Could a Mount Airy native become Florida’s next governor? Her father, who still lives here, thinks she has a good chance.
“The folks in Florida would do well to elect her,” Kester Sink said Friday of his daughter Alex, three days after she handily captured the state’s Democratic primary for governor.
Alex Sink, now Florida’s chief financial officer, now will be involved in a three-way race that includes Republican nominee Rick Scott and Lawton “Bud” Chiles III, who is running without a party affiliation. A November election will decide who goes to the Governor’s Mansion.
“In a poll taken yesterday, she was beating her opponent by seven points,” Kester Sink said Friday in reference to Scott, a health-care executive and political newcomer.
“But the problem is, she’s running against a guy who in the Republican primary spent $40 million of his own money,” Sink added of her chief opponent’s well-positioned campaign. “He’s willing to spend his money to get elected.”
However, Sink believes the values his daughter learned while growing up in Mount Airy will serve her well for the duration of the campaign.
“Alex has a lot to offer to the people in Florida,” he said of the Democratic nominee who was born here in 1948 and graduated from Mount Airy High School and later Wake Forest University. She also is a great-granddaughter of Chang Bunker, one of the Siamese Twins.
“From the standpoint of somebody graduating from Mount Airy High School, her teachers have all been gracious and helped her, and she loves this area and has never forgotten where she grew up,” Kester Sink commented.
“She’s honest, and she’s smart and she has a lot of experience.”
After graduating from Wake Forest with a degree in mathematics, Alex Sink taught in West Africa for three years. She later became a major player in the banking field, eventually presiding over Bank of America’s Florida operations. Sink was elected as the state’s chief financial officer in 2006 and threw her hat into the ring for governor in May 2009.
Her father describes Sink as a moderate Democrat who has built a strong base among the diverse population of the Sunshine State. She is married to Bill McBride, an unsuccessful nominee for governor there in 2002, and is the mother of two children.
“She loves the state of Florida, because that’s where she’s been for 30 years,” Kester Sink said. “But the main thing about Alex is she knows where her roots are, and they’re right here in Surry County.”
While Sink believes a daunting task is in store for the local native in trying to overcome the deep pockets of the Republican nominee and what some might consider underhanded political tactics on his part, there are definite factors in her favor.

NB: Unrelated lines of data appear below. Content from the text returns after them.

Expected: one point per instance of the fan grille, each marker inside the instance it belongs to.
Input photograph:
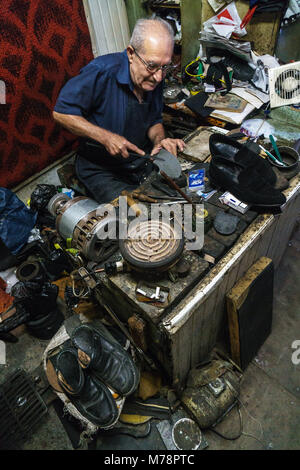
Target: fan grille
(284, 85)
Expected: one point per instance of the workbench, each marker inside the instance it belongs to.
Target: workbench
(184, 333)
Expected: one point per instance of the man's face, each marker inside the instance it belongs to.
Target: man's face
(157, 52)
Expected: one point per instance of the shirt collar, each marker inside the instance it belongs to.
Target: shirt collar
(123, 75)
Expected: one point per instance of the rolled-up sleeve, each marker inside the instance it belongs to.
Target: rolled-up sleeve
(80, 93)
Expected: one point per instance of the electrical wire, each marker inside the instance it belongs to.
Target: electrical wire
(241, 432)
(191, 63)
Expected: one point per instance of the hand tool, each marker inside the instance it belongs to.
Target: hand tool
(143, 197)
(272, 140)
(131, 202)
(175, 186)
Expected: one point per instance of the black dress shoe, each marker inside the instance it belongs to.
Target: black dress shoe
(244, 183)
(96, 403)
(106, 358)
(69, 373)
(247, 155)
(90, 396)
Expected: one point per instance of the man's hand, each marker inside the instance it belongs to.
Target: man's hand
(171, 145)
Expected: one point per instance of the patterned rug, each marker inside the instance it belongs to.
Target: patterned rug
(42, 44)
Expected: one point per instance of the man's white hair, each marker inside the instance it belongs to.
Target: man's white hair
(145, 25)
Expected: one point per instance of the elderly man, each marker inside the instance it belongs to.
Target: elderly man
(115, 106)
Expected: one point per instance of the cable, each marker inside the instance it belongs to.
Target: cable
(191, 63)
(231, 438)
(241, 433)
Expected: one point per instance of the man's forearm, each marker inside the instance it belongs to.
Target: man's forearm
(156, 133)
(114, 143)
(80, 126)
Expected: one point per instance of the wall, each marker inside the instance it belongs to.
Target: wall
(42, 44)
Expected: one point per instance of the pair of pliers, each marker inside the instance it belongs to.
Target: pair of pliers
(248, 17)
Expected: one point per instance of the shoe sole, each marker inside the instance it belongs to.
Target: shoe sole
(134, 369)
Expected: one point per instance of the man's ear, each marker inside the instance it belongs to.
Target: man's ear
(130, 53)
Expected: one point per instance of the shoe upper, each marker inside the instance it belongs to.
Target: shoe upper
(242, 172)
(96, 402)
(108, 360)
(246, 155)
(69, 373)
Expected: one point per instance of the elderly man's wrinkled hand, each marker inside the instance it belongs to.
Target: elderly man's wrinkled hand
(171, 145)
(117, 145)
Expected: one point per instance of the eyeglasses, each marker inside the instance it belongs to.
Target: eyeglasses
(153, 68)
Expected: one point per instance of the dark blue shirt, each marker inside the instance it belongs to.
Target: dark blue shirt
(100, 94)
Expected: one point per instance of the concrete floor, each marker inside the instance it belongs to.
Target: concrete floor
(270, 386)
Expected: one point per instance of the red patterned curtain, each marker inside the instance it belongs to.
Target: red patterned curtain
(43, 43)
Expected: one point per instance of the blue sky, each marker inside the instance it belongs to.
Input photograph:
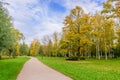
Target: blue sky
(37, 18)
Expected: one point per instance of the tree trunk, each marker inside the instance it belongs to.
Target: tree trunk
(105, 52)
(78, 53)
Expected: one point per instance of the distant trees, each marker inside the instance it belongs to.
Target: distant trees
(89, 35)
(9, 36)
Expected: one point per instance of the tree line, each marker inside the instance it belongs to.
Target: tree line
(83, 35)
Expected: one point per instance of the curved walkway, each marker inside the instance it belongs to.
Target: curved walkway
(36, 70)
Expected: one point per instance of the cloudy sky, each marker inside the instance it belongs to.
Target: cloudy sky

Unlike Alex Sink’s comfortable win in the Democratic primary with 77 percent of the vote, Scott narrowly captured the GOP primary against Florida Attorney General Bill McCollum. The elder Sink, pointing out that this climaxed a bitter campaign, said the Republicans might remain divided leading up to the November election.
It’s his guess that some GOP support will come his daughter’s way as a result, while some Republicans upset with Scott simply won’t vote at all. Chiles, the third candidate, has name-recognition due to being the son of a former Florida governor.
Above all, “She’s very savvy and can take care of herself well,” Sink said in further assessing his daughter’s chances in November.
So far, he has only participated in her campaign from a distance. “I haven’t been down there any this year,” said Sink, who is planning to journey to Florida as the governor’s race hits the home stretch.
That state has nearly 11 million registered voters, including about 4.5 million registered Democrats and 4 million Republicans. The rest are either unaffiliated or registered with minor political parties.
From a historical perspective, Sink could become only the second Surry Countian ever elected governor in any state. Jesse Franklin, a veteran of the Revolutionary War who lived at Lowgap, was chosen as governor of North Carolina in 1820 and served one term before declining to seek re-election.